# Panda cory /w finrot? and raised scales?



## nitroburn (Jan 4, 2011)

I noticed one of my 6 panda corys had what looked like popeye, was kind of bloated, and the rest were acting pretty tired. After trying to see what to do, I ended up treating the tank (55G) for 7 days with Maracyn Plus. Everything seemed great as the panda corys became much more active and went back to eating and searching through the gravel. The one with popeye seemed to have recovered and was as active.

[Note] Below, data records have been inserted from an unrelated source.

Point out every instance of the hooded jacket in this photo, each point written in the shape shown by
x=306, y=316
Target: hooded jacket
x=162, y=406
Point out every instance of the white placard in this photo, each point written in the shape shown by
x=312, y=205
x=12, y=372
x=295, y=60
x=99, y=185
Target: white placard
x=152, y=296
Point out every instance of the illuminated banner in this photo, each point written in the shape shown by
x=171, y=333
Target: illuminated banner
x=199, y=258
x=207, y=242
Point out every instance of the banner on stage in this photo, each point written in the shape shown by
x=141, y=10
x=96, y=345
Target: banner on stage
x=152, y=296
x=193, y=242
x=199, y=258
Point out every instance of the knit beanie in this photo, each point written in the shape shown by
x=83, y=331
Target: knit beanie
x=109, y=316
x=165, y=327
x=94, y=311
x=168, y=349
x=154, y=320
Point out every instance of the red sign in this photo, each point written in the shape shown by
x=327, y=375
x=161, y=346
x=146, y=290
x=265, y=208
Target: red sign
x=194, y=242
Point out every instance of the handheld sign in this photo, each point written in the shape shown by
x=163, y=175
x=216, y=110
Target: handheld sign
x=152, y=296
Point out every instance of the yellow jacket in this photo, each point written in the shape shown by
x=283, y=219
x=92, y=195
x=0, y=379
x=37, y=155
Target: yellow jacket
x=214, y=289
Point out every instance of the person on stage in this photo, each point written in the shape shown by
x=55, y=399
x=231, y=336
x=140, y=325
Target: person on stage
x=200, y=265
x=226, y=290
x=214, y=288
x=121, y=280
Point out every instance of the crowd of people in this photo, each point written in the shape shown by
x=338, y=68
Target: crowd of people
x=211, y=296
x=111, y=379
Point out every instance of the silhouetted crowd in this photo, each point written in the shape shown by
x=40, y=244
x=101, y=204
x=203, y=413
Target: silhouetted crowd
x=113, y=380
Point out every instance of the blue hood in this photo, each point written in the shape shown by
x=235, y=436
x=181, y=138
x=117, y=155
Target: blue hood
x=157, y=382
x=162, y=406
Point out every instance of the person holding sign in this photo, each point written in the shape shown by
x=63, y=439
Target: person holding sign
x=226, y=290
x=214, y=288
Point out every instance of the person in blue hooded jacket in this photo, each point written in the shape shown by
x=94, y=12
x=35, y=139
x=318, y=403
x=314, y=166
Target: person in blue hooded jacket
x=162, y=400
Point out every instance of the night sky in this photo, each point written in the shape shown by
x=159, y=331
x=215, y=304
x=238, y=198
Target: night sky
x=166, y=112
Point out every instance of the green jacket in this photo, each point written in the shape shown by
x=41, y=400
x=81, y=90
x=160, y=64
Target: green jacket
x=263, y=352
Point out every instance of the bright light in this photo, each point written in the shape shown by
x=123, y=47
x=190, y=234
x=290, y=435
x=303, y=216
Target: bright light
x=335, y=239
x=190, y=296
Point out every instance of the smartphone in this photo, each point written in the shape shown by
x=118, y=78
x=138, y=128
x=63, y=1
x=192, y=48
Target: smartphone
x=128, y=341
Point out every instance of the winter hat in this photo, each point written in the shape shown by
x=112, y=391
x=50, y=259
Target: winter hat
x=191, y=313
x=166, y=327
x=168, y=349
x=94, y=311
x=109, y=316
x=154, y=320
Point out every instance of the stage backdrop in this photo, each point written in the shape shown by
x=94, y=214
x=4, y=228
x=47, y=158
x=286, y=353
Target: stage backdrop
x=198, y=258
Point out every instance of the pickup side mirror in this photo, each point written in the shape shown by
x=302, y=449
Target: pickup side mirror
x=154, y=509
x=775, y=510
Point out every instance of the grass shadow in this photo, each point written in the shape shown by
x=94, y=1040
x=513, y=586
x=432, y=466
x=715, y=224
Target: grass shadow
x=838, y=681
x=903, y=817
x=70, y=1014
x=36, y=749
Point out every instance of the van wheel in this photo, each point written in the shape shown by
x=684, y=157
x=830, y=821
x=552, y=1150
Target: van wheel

Now 2 days after doing a large water change and adding back some carbon, I notice one has what looks like some scales that are raised and its top rear fin seems white (as do the raised scaled). This is a different panda then the one that was bloated.

Also! 2 panda corys died overnight with no visible symptoms BEFORE I treated the tank. Not sure if it was whatever was attacking them or their lack of eating. they also seem to have red gill areas. Not sure if that is another indicator as they are light/white coloured. 

I am unsure if I should remove the carbon and continue treating with Maracyn Plus, or if I should remove carbon and use some of the Maracyn 1 & 2 I have around the house, or go to an anti-fungal. 

If I can get a photo, I will try and post it, but it seems to want to keep its bad side away from the front of the tank where I can see it better. 

Any ideas would be much appreciated.


----------



## Momobobo (Sep 28, 2010)

The popped scales sounds like dropsy, stress would cause less vibrant color, gill flukes for the red gills, and possibly be just a water issue?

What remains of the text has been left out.